Day by Day is the latest offering from American guitarist and folk musician Norman Blake. Now 83, his warm weathered tones offer an authentic and soothing delivery collection of songs.
An elder statesman of Americana roots music, Blake has had a presence on many an iconic project since becoming a member of Johnny Cash’s backing band in 1963. Adept on any number of stringed instruments, notably guitar, dobro and banjo, even fiddle, he has appeared on records as hallowed and varied as Dylan’s ‘Nashville Skyline’, the Nitty Gritty Dirt Band’s ‘Will the Circle Be Unbroken’ and the soundtrack of ‘O, Brother Where Art Thou’. His sought after and timeless playing also made him the obvious choice for adding his authentic-sounding acoustic guitar to some of Robert Plant and Alison Krauss’ ‘Raising Sand’. As well as having undoubted mastery of his instruments, he has a gloriously unstructured vocal style, which is now more redolent of a sipping whiskey, much of the fire replaced with a sweet glow and a lingering delicacy.
Blake has a long and healthy discography, often collaborations, with many being solo or with his wife, Nancy, an acclaimed instrumentalist who joins him again here on cello. Classically trained, she was a trailblazer for that instrument in this idiom, now commonplace in bluegrass and traditional Americana. Day By Day contains nine songs, each recorded in a single take, and are a mix of solo recordings on which he is joined by Nancy, along with members of The Rising Fawn String Ensemble that include fiddler James Bryan, vocalist David Hammonds, and guitar/vocalist Joel McCormick. A couple are originals while others are new takes on old staples, his gift being to embellish the most ubiquitous a song with a charming lustre of his own. It all could actually be that cliché, on his back porch.

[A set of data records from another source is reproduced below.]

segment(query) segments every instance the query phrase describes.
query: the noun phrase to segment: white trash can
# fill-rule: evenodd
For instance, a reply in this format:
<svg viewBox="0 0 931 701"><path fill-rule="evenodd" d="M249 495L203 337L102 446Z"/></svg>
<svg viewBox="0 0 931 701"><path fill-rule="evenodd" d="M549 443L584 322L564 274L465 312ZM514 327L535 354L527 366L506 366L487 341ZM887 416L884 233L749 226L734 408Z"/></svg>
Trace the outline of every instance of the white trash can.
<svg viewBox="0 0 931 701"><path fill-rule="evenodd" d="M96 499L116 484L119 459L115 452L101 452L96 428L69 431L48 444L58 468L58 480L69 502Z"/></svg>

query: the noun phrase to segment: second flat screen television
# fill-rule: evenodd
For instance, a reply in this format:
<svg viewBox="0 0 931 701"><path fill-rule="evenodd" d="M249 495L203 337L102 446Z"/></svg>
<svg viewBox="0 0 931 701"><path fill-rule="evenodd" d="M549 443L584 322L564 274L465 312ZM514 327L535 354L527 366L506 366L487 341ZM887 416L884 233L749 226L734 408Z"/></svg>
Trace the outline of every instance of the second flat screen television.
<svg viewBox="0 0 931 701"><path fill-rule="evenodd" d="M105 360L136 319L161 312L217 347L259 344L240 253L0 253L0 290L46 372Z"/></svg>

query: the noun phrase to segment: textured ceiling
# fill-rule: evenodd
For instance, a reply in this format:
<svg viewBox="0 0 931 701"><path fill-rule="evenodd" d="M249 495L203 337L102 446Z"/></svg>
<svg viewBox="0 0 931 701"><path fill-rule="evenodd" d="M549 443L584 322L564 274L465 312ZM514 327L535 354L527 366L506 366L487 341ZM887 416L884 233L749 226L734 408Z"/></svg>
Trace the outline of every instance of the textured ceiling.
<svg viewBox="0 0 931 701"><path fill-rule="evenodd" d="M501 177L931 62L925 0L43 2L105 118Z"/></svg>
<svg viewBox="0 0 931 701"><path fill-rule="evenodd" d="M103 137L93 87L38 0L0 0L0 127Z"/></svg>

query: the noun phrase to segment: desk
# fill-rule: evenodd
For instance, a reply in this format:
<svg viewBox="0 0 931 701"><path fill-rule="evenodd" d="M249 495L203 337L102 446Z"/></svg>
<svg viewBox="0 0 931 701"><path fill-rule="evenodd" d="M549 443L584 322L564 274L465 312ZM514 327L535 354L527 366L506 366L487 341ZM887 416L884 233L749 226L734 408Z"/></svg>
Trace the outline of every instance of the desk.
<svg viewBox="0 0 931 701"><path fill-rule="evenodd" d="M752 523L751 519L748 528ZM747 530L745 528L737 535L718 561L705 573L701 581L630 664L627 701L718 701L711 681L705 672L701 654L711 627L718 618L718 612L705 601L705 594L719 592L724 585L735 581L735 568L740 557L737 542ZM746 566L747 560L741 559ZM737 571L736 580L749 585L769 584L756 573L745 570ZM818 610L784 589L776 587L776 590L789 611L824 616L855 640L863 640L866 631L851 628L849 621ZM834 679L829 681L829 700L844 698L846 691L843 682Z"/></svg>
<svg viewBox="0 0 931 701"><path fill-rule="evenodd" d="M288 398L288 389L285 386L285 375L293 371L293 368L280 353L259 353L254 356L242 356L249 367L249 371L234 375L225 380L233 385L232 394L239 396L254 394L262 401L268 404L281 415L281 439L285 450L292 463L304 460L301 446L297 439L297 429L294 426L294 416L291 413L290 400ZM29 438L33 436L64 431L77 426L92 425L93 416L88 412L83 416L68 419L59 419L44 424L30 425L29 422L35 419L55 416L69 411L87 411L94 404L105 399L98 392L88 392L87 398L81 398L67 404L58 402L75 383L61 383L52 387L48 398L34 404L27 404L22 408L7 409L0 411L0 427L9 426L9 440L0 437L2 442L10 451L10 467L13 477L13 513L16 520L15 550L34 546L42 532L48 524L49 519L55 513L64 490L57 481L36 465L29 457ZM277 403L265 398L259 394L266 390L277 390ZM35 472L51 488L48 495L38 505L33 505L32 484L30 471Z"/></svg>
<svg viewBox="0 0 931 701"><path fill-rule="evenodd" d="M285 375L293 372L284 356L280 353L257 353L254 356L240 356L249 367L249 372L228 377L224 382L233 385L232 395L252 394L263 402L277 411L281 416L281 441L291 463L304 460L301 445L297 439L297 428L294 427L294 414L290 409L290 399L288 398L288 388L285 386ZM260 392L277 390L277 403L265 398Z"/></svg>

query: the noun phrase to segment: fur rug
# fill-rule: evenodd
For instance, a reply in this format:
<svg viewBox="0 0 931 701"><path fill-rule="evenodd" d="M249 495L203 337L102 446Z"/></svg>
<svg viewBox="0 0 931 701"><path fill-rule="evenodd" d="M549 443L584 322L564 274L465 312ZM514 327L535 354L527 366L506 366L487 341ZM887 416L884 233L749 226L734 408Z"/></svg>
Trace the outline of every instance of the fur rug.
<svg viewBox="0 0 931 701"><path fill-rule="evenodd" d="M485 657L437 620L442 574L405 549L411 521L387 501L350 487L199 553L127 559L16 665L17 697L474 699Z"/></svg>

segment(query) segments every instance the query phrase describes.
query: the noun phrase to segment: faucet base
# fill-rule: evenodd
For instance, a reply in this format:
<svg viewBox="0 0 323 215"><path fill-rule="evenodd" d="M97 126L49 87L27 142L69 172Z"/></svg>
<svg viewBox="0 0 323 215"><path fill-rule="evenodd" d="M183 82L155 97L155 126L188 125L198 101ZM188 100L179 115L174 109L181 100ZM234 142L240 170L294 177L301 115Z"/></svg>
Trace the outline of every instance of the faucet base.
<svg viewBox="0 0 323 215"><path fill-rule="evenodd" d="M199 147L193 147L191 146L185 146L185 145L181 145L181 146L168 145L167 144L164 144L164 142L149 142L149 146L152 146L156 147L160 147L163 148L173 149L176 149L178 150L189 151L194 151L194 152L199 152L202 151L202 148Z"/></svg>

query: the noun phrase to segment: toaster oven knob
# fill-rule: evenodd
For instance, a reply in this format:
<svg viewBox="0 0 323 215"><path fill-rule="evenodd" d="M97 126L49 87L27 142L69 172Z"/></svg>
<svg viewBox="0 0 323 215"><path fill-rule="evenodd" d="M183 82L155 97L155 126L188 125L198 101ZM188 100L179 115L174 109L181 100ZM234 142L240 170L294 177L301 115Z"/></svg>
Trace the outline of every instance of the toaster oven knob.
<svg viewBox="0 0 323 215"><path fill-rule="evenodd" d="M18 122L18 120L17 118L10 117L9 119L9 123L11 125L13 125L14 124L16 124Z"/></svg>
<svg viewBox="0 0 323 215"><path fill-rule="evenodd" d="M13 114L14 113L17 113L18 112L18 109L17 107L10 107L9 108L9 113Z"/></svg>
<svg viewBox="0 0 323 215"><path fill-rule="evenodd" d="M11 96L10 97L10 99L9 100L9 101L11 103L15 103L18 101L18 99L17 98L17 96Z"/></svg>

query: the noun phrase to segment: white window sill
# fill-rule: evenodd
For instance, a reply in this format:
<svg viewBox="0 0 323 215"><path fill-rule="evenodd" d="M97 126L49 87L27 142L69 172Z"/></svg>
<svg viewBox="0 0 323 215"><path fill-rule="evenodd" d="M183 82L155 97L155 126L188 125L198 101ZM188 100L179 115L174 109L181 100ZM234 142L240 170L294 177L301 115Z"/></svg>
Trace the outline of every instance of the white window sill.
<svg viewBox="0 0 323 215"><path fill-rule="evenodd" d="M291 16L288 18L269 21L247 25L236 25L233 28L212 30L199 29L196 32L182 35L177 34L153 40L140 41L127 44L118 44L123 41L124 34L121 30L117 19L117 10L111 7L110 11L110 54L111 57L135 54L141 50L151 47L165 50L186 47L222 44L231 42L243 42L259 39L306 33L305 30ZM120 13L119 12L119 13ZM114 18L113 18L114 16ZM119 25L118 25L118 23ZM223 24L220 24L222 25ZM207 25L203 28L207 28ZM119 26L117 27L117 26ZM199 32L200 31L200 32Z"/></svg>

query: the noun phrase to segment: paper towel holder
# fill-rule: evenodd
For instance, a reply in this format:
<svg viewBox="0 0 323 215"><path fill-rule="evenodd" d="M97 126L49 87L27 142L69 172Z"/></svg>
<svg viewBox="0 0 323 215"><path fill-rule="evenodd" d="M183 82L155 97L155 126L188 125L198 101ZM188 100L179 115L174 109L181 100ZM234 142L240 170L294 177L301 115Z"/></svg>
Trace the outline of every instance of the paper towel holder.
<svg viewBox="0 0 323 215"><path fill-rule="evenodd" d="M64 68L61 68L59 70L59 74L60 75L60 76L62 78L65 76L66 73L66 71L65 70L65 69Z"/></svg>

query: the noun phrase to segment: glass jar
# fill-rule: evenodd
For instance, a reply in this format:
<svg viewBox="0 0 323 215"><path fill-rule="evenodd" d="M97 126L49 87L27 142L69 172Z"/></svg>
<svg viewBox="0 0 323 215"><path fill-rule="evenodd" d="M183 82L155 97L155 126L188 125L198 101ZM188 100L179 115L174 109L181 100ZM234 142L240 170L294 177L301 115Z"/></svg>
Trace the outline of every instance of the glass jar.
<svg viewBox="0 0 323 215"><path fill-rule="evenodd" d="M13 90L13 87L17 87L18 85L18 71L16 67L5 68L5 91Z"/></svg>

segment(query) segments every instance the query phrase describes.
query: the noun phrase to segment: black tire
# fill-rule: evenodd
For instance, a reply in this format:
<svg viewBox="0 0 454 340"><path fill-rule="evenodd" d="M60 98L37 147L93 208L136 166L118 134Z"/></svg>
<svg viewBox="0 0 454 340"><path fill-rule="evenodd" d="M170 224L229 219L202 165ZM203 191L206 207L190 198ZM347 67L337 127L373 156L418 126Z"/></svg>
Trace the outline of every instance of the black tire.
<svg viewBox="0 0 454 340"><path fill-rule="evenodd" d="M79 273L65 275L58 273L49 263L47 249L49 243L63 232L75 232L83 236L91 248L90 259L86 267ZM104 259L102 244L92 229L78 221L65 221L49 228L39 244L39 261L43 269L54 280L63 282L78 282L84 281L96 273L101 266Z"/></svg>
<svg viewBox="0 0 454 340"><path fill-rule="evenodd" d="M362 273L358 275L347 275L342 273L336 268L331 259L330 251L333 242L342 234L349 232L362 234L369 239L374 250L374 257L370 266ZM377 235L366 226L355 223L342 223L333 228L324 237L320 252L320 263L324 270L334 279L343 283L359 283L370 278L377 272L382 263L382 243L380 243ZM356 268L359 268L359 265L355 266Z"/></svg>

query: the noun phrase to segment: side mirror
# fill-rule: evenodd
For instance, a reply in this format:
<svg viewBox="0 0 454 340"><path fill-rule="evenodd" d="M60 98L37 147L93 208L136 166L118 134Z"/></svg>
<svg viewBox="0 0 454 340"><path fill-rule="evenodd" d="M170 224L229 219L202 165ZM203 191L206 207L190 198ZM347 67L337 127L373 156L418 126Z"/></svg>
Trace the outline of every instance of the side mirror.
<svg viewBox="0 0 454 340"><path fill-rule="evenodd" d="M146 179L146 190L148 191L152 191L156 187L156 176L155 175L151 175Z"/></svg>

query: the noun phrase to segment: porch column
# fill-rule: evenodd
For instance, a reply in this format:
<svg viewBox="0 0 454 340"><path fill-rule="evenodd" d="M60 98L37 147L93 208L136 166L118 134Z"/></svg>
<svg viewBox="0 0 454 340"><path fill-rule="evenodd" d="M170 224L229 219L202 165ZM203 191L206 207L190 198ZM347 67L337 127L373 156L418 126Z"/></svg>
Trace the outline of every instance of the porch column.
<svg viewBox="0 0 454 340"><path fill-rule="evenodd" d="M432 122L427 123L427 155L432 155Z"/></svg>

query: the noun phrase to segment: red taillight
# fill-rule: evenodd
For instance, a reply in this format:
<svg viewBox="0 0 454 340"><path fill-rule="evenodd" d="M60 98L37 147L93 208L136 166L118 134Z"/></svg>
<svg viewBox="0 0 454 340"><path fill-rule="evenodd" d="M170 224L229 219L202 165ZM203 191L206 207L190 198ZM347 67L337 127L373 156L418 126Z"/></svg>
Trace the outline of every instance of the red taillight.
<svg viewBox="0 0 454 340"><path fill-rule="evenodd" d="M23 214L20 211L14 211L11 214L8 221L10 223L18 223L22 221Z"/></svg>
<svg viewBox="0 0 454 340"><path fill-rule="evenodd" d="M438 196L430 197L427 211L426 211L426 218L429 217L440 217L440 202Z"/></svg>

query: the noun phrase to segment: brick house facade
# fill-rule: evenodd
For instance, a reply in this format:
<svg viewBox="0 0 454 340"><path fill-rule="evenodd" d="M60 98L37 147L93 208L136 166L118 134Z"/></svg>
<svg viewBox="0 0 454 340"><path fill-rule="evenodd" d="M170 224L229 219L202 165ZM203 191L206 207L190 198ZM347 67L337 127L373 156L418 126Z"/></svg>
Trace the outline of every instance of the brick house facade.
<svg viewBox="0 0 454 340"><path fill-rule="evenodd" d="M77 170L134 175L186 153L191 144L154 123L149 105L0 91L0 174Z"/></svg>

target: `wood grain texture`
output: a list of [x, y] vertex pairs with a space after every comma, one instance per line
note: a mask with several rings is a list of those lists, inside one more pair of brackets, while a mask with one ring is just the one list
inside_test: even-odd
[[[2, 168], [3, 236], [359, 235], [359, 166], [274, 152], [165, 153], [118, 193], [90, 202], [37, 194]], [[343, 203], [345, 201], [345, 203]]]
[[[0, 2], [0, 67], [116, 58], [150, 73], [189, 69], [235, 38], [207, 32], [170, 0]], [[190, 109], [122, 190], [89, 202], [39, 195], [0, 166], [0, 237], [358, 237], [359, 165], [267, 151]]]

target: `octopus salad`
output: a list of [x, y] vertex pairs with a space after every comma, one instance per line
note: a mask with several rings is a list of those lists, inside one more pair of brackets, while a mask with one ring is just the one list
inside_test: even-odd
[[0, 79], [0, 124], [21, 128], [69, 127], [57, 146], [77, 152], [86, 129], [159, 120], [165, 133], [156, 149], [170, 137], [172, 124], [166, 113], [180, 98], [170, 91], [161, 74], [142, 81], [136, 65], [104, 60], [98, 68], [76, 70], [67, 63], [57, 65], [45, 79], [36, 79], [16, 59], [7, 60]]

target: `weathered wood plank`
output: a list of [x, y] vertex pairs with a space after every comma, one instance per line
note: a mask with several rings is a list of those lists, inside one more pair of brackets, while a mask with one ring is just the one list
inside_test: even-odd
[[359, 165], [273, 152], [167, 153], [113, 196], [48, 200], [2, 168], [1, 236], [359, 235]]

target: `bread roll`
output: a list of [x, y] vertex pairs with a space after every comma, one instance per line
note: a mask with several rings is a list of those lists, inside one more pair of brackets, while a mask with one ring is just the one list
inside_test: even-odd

Such is ‘When the Roses Bloom’, the 1929 Carter Family song, their version a much more rousing message of intent than here, where Blake imbues a poignancy that is drawn more from hope. His guitar frames the melody perfectly, seemingly simple and spare. Older still is ‘Tell Them That You Saw Me’, a morality tale from 1895; a chance encounter with the presumably “fallen” Madge. Corny as hell on the page, but as touching as can be in Blake’s straight and un-nuanced rendition. The trend continues with his reworking of a 1927 song, ‘I’m Free Again’, the verses swapped about to suit some slight revisioning, and adding further lines, complementing rather than embellishing. That this sort of material can take pride of place, nearly a century later is summed up by Blake in his sleevenotes: “The material is always the main thing with me; I consider my performance to be a very humble part of it.”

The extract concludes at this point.